Traditional data formats like CSV or JSON are human-readable formats and as the data is growing it is very difficult to store such unstructured or semi-structured data in these formats.
If we can store also it in JSON, the retrieval of data is not easy. Data is in complex data types and these formats don't support the evolution of schema.
What characteristics ideal file format should have?
Read fast
Write fast
Splittable i.e. multiple parts of a file are running parallel
Supports Schema evolution
Supports compression using various compression codecs (Snappy, LZO)
Well, the above-mentioned characteristics are ideal, we can't get all the things into one format. If our priority is one then we may have to compromise with another.
For example - If we want to read the file fast we may have to compromise with the writing in a file. How this is possible we are discussing it below.
So there are 3 kinds of Data storage:-
Row Based
Column Based / Columnar
Hybrid Based
Row Based
All data associated with a specific record is stored adjacently. In other words, the data of each row is arranged such that the last column of a row is stored next to the first column entry of the succeeding data row.
Columnar
The values of each table column (field) are stored next to each other. This means that items are grouped and stored next to one another.
Based on our use cases we have to select the type of storage we want. If we want to read the data fast we can go with Column based as it is storing each column together of the same data type.
For writing faster or to change schema we should opt row based as it is easy to append the whole row together.
Types of formats
All the data format frameworks are platform dependent because they are created to support the organization platform best.
ORC - Optimized Row Columnar
designed for PIG, HIVE
Column Based
Read Fast - The file is divided into stripes with each stripe size 250 MB; the large stripe size is what enables efficient reads.
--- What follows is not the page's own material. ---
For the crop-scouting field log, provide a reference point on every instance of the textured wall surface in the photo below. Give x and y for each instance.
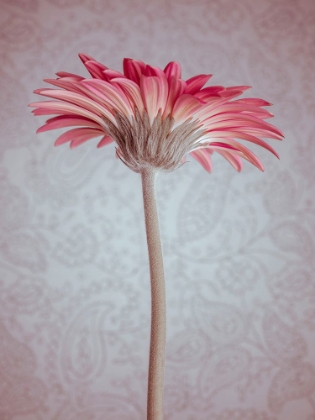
(239, 248)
Schema evolution support - When a new column is added to an ORC file, the file's metadata is updated to include the new column and the data is written using the new schema. When reading the file, the ORC reader can automatically use the latest schema to provide a consistent view of the data. It allows more complex schema changes without having to rewrite the entire file.
Less intensive to support nested data types
Compression with the Snappy algorithm is better than parquet
Parquet
Columnar or sometimes behaves as a hybrid too
Designed for spark
No Schema Evolution support
Read Faster
Good compression
Can handle complex data structures - By supporting nested fields, repetition levels, and efficient encoding, Parquet enables the storage and processing of complex data types in an efficient and scalable manner.
Allows efficient querying of data
AVRO
Row Based
Write fast
Supports full schema evolution support
The Avro format stores data definitions (the schema) in JSON and is easily read and interpreted. The data within the file is stored in binary format, making it compact and space-efficient.
Splittable